New CD is better background music for a party than anything else. Also reviewed, the latest from Puffy AmiYumi.
/ Source: The Associated Press

This week offers two disappointing albums from acts who seem to operate on the one-idea-is-enough-for-a-whole-album principle. Chingy may be fun to dance to, but other than that he doesn't have much to offer. Meanwhile Japanese self-proclaimed "cuties" Puffy AmiYumi wear out their welcome in a big way. Finally, Rufus Wainwright is back with a CD that's meant for only for die-hard fans — it comes packaged with a concert DVD.

Chingy, “Powerballin”’It’s hard to be humble when you’re a high powered rap baller, like the St. Louis-based Chingy. And while he makes party music with the best of them on his latest release “Powerballin’,” the rising star out of Ludacris’ production camp rapidly runs thin on substance.

At its best, “Powerballin”’ is a background party album if you’re planning on a rump shaking affair. But in all truthfulness, despite guest appearances from Janet Jackson, R. Kelly, Lil Wayne and others, it’s a one-trick pony: a less-than-varied mix of big bass lines hoping to support Chingy’s platinum lifestyle rhymes about cars, girls and his self-described Git It Boys posse of hangers-on.

There are a few highlights. On “Give Em Some Mo,” Chingy says “Pop a bottle with me,” inviting the listener to enjoy the rich life with him from a front-row seat.
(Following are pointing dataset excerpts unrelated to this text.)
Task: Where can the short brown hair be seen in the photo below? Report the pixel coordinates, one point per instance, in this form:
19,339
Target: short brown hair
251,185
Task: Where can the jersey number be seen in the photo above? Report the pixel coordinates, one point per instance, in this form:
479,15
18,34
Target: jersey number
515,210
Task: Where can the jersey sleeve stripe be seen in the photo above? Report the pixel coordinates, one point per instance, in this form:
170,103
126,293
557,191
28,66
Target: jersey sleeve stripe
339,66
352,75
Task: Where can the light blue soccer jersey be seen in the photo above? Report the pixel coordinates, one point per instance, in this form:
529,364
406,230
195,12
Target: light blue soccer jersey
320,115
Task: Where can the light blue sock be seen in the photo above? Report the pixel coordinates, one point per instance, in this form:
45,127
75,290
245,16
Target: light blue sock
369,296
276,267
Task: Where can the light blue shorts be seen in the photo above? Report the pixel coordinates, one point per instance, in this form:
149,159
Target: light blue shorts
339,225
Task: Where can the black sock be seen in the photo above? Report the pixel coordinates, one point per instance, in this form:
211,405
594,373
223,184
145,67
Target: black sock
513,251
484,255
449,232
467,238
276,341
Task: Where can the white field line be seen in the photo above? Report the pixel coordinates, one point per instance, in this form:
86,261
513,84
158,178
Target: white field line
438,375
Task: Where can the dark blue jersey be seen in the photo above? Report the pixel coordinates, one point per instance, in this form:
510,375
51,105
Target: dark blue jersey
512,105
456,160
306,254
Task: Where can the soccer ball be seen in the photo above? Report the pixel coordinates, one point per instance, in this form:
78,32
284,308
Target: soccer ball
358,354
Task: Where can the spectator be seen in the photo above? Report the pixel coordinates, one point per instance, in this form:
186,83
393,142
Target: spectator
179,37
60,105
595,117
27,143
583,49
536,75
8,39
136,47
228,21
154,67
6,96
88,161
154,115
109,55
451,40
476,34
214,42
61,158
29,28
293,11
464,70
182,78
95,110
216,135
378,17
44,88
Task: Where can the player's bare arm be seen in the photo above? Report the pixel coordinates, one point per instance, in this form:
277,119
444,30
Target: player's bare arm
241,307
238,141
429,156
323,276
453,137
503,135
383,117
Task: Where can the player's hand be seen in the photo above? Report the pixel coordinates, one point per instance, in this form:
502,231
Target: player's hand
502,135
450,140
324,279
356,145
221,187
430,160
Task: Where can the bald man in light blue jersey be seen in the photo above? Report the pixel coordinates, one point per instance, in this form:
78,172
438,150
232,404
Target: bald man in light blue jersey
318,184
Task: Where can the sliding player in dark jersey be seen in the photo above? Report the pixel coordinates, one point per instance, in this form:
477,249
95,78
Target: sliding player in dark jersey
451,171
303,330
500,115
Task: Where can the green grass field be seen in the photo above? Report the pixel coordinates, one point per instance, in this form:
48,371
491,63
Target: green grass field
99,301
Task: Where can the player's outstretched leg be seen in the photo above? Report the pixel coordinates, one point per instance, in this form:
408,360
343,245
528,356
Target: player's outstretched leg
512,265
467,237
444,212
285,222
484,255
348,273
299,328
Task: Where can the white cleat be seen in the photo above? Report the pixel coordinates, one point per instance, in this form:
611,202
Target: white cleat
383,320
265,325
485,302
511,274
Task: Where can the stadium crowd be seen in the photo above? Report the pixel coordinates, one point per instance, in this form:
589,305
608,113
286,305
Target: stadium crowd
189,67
This is one of the better tracks and employs some nifty production tricks like varied tempo speeds, as though a club DJ decided to drop his thumb on the platter and put the brakes on the song before releasing it to full speed again.

More songs like “I Do” and “We Clubbin”’ would have kept this album on an even keel. Dance-worthy fun is what Chingy specializes in, like his previous rocket shot single “Right Thurr.”

He should leave the sordid pimp-life tales to others beneath him.—Ron Harris

Puffy AmiYumi, “Hi Hi Puffy AmiYumi”

The self-described “super-cool cuties” from Japan, Puffy AmiYumi, are back with their fourth full album “Hi Hi Puffy AmiYumi,” primarily a rehashed greatest hits offering with only a smattering of new tracks.

The uber-precocious singing duo, Tokyo’s Ami Onuki and Osaka native Yumi Yoshimura, belts out most of their songs in shrill unison, with a tight backing band rocking all the while. They fearlessly romp through pop-rock songs without catching a breath. Like most sweets, their music is fun in small doses, but too much can leave you aching.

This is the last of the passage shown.